Issue 39898 - Number recognition formats pasted value from HTML page of e.g. 1.000 as 1 despite . (period) being thousands separator according to Calc's locale setting
Summary: Number recognition formats pasted value from HTML page of e.g. 1.000 as 1 des...
Status: CLOSED DUPLICATE of issue 50670
Alias: None
Product: Calc
Classification: Application
Component: formatting (show other issues)
Version: 680m65
Hardware: All All
: P4 Trivial with 38 votes (vote)
Target Milestone: ---
Assignee: falko.tesch
QA Contact: issues@sc
URL: http://specs.openoffice.org/calc/
Keywords:
: 48926 (view as issue list)
Depends on:
Blocks:
 
Reported: 2005-01-04 16:44 UTC by stp
Modified: 2013-08-07 15:12 UTC (History)
7 users (show)

See Also:
Issue Type: DEFECT
Latest Confirmation in: ---
Developer Difficulty: ---


Attachments
Testcase (933 bytes, text/html)
2005-03-12 07:33 UTC, stp
no flags Details
Testcase (HTML 4.01) (828 bytes, text/html)
2005-03-12 07:57 UTC, stp
no flags Details
Simple but effective patch (519 bytes, patch)
2005-05-26 00:47 UTC, stp
no flags Details | Diff
Testcases (25.61 KB, application/pdf)
2005-05-26 00:48 UTC, stp
no flags Details

Note You need to log in before you can comment on or make changes to this issue.
Description stp 2005-01-04 16:44:39 UTC
Using a locale with . as thousands seperator, marking, copying and pasting a
value on a HTML page e.g. 1.000 into Calc will verify this bug. The value will
be pasted into a cell as the value 1. 

However, e.g. 1.000.000 will be formatted correctly.

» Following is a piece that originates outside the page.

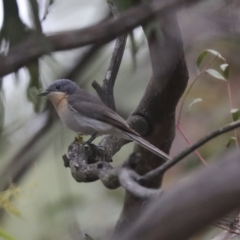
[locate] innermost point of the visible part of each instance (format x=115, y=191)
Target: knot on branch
x=139, y=124
x=86, y=161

This bug has been spotted in locales with . as the thousands seperator
(including German). Using English locale and pasting e.g. 1,000 where thousands
seperator is , will correctly be pasted as 1000.

I have without any luck tried to find the logic behind this bug in:
http://specs.openoffice.org/calc/ease-of-use/enhance_number_recognition.sxw

Please also fix this bug in 1.1.5 if possible.

Thanks.

Søren
Comment 1 frank 2005-01-05 11:37:03 UTC
Hi Søren,

I copied the 1.000 from the Issue description and pasted it into an german
localized Office. I've got the same result as you. Using paste special and
unformatted text as output format gives me 1000. So the encoding of the webpage
is carried over to calc and interpreted as english 1 with three decimals and
converted to an german 1. So the result is correct.

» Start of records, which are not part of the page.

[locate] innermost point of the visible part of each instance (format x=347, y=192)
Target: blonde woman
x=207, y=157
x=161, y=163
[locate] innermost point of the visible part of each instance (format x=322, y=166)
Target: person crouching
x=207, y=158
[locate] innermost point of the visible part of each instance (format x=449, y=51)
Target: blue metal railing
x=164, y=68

Sorry for no better reply.

Frank
Comment 2 frank 2005-01-05 11:37:39 UTC
changed Prio from 2 to 4
closed wfm
Comment 3 stp 2005-01-05 15:27:49 UTC
Yes, you can paste as unformatted text, but this bug report is for pasting HTML
formatted text.
Comment 4 frank 2005-01-05 15:53:36 UTC
Hi Falko,

please have a look.

Frank
Comment 5 stp 2005-01-05 15:58:01 UTC
Use this HTML table for bug targetting:
<table>
<tr><td>1.000</td><td>1.000.000</td></tr>
<tr><td>1,000</td><td>1,000,000</td></tr>
</table>

Pasting the table as HTML with english locale results in:
1	1.000.000
1000	1000000

Pasting the table as HTML with german locale results in:
1	1000000
1	1,000,000

All but 1.000 in german locale is recognised correctly.

In conclusion, I don't think number recognition works according to the encoding
of the webpage.

Thanks.
Comment 6 falko.tesch 2005-01-06 14:40:04 UTC
FT: I talked to the responsible engineer and here's why it behaves like it does:
If HTML text is pasted via clipboard numbers are always interpreted in English
and current locale (German for example).
That's why 1.000 and 1,000 both turn to 1. In one case it is following the
German locale of the document (1,000) and in the second case Calc "thinks" its
an English number (1.000 = 1) and print 1.

In ancient times (pre StarOffice 4.0) all HTML numbers from clipboard were
strictly interpreted by the locale of the document (locale/tag of the HTML
source was never taken in account) and 1,000 would become 1 and 1.000 would
become 1000.

It then was changed since most web pages (then) were English number-formatted,
so copy and paste in a lot of cases was creating unwanted results. So the
behaviour was changed to the already described solution.

If you consider this behaviour bnot useful please be so kind state and tery to
collect some votes. Thx.
Comment 7 falko.tesch 2005-01-06 14:40:38 UTC
.
Comment 8 stp 2005-01-06 18:45:42 UTC
I understand that it was then categorised as a feature, but I think this really
is a bug nowadays. 

Honestly, I cannot think of a case where interpreting solely according to Calc's
locale would create problems today. Please give an example so people can
consider cost/benefit for fixing this issue.
Comment 9 simonbr 2005-01-10 23:22:18 UTC
These would be cases where interpretation according to calc locale would go wrong:

http://www.sharebot.net/?code=MRL
http://investdb.theglobeandmail.com/invest/investSQL/gx.price_history?pi_symbol=UALAQ-Q2
http://www.fortbraggfcu.org/ASP/rates.asp

Maybe it would be better if the user were asked how it must be pasted. 
Comment 10 stp 2005-01-11 07:10:55 UTC
Pasting the table from
http://investdb.theglobeandmail.com/invest/investSQL/gx.price_history?pi_symbol=UALAQ-Q2
 in a local using . as thousands seperator (e.g. german) underlines the problem;
some values are correct others are not, but the user is unable to understand the
logic behind this. Next question from the user could be: If Calc behaves without
logic, how can it be trusted to handle my spreadsheets?

As Simon suggests, some kind of user action could be needed. Maybe even an
option to convert , to . (vice versa).
Comment 11 stp 2005-01-12 13:20:10 UTC
The web is multilingual nowadays. Pasted HTML should dictate locale if the
pasted HTML contains the lang tag. Otherwise Calc should set the locale.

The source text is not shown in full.